There are more photos to share, so don't forget to visit often!

If you sign up to the blog as a member, you will receive notice of any updates- it costs nothing and you never know what you may see next!

Tuesday, September 30, 2014

SAGA visits Paris


Well, actually, it was a SAGA member who visited Paris and took her SAGA tote bag with her.

Dian shared the photo with me while she was attending the SAGA Sewcation in Florida.

So, where will you be taking your smocking and maybe teaching? Take a photo and email it to saganews@smocking.org and let's see how many places we can cover as SAGA Smock's Across America  (and the world)!

Friday, September 26, 2014

Hidden Treasures


Have you ever visited your local historical society? Maybe you have been on a school trip or been to a reenactment of a local civil war battle, but have you ever wondered what they might have hidden away in their collections?
 

I recently visited an historical society in a nearby town because they held an exhibition entitled ’White Linen and Lace: Baby Clothing from 1800-1950’, selections from the permanent collection.  The items, ranging from christening gowns to under shirts; bibs and bonnets to knitted socks and were beautifully arranged in a small room used for temporary exhibits.
Pintucked and feather stitched bonnet
 

Usually the items are hidden away in a storage room, along with many other pieces of local history. So where did the ‘collection’ come from? Well, the usual story as pieces came from local families who when a family member died, found grannies christening gown wrapped up in a trunk in the attic and no one in the family had use for it, so –oh yes, let’s give it to the historical society! The historical society then catalogued the items and noted the name of the donor, any known history and off into storage it goes with the many other items no one knows what to do with. 

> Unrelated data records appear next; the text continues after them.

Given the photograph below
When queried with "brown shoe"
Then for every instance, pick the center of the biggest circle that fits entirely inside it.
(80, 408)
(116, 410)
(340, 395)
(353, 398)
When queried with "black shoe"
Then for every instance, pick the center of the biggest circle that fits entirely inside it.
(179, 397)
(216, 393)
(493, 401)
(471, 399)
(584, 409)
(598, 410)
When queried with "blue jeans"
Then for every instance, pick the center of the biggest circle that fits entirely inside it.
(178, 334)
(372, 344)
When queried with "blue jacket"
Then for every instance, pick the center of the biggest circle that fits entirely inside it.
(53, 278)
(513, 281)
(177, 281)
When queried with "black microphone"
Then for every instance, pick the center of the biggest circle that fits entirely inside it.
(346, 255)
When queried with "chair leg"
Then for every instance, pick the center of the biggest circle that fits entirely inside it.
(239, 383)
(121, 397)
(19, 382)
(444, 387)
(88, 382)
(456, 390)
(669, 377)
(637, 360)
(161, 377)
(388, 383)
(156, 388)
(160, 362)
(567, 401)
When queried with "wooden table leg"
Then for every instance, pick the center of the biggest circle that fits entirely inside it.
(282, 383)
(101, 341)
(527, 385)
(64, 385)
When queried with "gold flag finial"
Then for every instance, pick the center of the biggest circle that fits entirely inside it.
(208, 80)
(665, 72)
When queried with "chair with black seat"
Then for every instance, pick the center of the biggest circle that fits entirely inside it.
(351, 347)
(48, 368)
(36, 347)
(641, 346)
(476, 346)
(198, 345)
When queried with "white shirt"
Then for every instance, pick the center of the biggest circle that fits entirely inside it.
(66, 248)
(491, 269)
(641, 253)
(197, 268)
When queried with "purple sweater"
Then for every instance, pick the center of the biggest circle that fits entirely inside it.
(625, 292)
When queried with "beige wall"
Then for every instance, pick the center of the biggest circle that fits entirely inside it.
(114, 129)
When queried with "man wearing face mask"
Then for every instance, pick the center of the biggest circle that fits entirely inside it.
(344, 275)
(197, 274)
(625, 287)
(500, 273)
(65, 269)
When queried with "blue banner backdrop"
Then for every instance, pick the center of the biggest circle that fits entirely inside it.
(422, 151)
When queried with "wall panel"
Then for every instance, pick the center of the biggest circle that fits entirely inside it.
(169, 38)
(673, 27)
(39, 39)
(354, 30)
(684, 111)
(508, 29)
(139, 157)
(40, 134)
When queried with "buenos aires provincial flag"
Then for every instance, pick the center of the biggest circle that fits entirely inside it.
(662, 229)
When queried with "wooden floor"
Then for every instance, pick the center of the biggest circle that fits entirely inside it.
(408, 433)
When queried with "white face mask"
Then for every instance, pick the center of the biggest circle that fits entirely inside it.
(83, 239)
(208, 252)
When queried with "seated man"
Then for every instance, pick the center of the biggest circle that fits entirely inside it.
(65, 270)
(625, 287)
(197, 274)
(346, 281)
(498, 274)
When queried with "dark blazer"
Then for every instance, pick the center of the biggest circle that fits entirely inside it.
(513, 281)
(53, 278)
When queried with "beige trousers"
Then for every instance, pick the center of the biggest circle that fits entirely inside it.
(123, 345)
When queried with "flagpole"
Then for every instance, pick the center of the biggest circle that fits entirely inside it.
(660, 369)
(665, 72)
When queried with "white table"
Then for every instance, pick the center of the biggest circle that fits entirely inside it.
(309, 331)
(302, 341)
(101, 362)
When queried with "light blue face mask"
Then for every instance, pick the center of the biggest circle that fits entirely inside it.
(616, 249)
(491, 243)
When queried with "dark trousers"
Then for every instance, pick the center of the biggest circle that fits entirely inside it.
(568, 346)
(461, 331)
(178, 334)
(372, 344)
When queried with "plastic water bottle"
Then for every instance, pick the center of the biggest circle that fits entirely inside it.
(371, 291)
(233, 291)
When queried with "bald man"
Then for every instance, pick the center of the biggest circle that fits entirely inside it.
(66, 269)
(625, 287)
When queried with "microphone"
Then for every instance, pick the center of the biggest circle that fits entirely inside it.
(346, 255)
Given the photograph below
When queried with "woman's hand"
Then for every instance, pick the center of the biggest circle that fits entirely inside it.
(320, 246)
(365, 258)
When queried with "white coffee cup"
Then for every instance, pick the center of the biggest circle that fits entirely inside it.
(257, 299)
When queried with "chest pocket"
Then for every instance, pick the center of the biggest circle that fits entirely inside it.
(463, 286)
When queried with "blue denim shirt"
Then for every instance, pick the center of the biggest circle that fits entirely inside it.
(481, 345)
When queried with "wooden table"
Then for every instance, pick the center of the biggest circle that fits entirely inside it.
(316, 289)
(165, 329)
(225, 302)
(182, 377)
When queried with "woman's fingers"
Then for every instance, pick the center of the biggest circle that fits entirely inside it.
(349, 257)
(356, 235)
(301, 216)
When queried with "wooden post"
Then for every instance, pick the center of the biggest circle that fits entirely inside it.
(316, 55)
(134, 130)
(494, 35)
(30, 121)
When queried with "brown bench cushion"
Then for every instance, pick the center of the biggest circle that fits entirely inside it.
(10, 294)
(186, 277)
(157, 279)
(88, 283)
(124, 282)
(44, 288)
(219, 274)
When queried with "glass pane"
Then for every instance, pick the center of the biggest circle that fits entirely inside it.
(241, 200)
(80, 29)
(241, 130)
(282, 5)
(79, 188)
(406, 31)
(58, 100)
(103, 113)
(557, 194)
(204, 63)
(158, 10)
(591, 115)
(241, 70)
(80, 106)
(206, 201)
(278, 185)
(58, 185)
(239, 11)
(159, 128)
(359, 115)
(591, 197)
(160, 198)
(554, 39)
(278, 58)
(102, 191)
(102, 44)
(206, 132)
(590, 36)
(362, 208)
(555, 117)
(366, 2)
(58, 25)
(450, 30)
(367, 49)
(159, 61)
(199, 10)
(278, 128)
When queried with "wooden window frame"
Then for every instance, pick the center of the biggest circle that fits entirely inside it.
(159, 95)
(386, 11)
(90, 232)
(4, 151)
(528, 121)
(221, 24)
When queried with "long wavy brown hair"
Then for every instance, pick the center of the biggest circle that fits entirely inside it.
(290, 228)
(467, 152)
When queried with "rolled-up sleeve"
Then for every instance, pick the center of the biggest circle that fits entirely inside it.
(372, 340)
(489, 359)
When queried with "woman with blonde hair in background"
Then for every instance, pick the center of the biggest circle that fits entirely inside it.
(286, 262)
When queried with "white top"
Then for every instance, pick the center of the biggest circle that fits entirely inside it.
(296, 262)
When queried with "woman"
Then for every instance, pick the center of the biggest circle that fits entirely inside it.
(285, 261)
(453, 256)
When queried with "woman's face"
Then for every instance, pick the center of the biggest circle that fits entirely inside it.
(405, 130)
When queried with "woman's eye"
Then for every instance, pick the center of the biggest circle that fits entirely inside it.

Sometimes, as in the case of the exhibit I visited, someone decides to use some of the items and showcase a piece of local history, but many times the pieces are just stored and often forgotten about.  Maybe you could visit your local historical society and make enquiries as to what they might have in storage? You might find some beautiful pieces and encourage them to hold a display.  They may not have as many christening gowns or heirloom pieces as the exhibit I visited, but I am sure that there are other textiles of interest, such as ladies gowns, quilts, bed linens etc. that would make an interesting display. You might find that they just need a little encouragement from a member of the public and the idea that others would like to see these pieces.
 

If the historical society holds an exhibition, you could offer to have a Smock in Public Day to coincide with the event and maybe even offer to hold a learn to smock class. Even if they do not want to set up an exhibit, maybe they would let your chapter visit and view their collections? A great chapter programme and field trip! It is a great chance to see some wonderful heirloom techniques up close and get some inspiration for your own projects. The exhibit I viewed even had a copy of a magazine with some of the embroidery designs that were used on one of the gowns on display.

The designs in these books were stitched on the gown in the previous closeup
 
So, ladies, don’t just walk or drive by the building that contains your town/local history items and dismiss it as dull and boring, pop in and make a few enquiries as you never know what hidden treasures they may have!


 
This gown was stitched by the baby's grandmother sometime between 1870 and 1900.